Após trinta anos de observação de aves no Paraná,
encontrar aqui no litoral uma espécie que nunca viu antes tem se tornado um
acontecimento bastante raro. Quando acontece, tende a ser um registro que vale
a pena a ser divulgado, além de me deixar em estado de jubilo.
Nas minhas visitas à cidade de Guaraqueçaba nunca
deixo de ir ao trapiche da marina, pois no seu corrimão costumam pousar até três
espécies de trinta-réis e com alguma sorte pode se ver dali também o
savacu-de-coroa (Nyctanassa violacea),
vulgo Tiazinha. Há três dias (6 de setembro), quando às 16 horas estava
chegando naquele local, escutei um barulho tão ruim que só podia vir de gente
da pior espécie. No entanto, quando vi o local exato donde surgiu, uma mancha
de capim-praturá (Spartina sp.) ao
lado esquerdo do trapiche, conclui que então tinha de ser um gnomo. Que engano!

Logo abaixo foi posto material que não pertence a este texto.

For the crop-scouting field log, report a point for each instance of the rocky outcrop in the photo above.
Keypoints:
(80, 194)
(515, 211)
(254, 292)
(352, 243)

Bem a minha frente estava uma saracura nunca vista antes! Estava tão perto (a
uns quinze metros) que sem binóculo consegui ver todos os seus detalhes. Tinha
tamanho do socozinho (Butorides striata)
e o bico longo era avermelhado de ponto escuro. Os flancos eram barrados de
branco em fundo marrom-escuro e o traseiro era tão branco e conspícuo quanto no
frango-d’água-comum. Continuei olhando, para memorizar todos os detalhes, pois
imaginava que a miragem se dissipasse logo em seguida para nunca mais retornar.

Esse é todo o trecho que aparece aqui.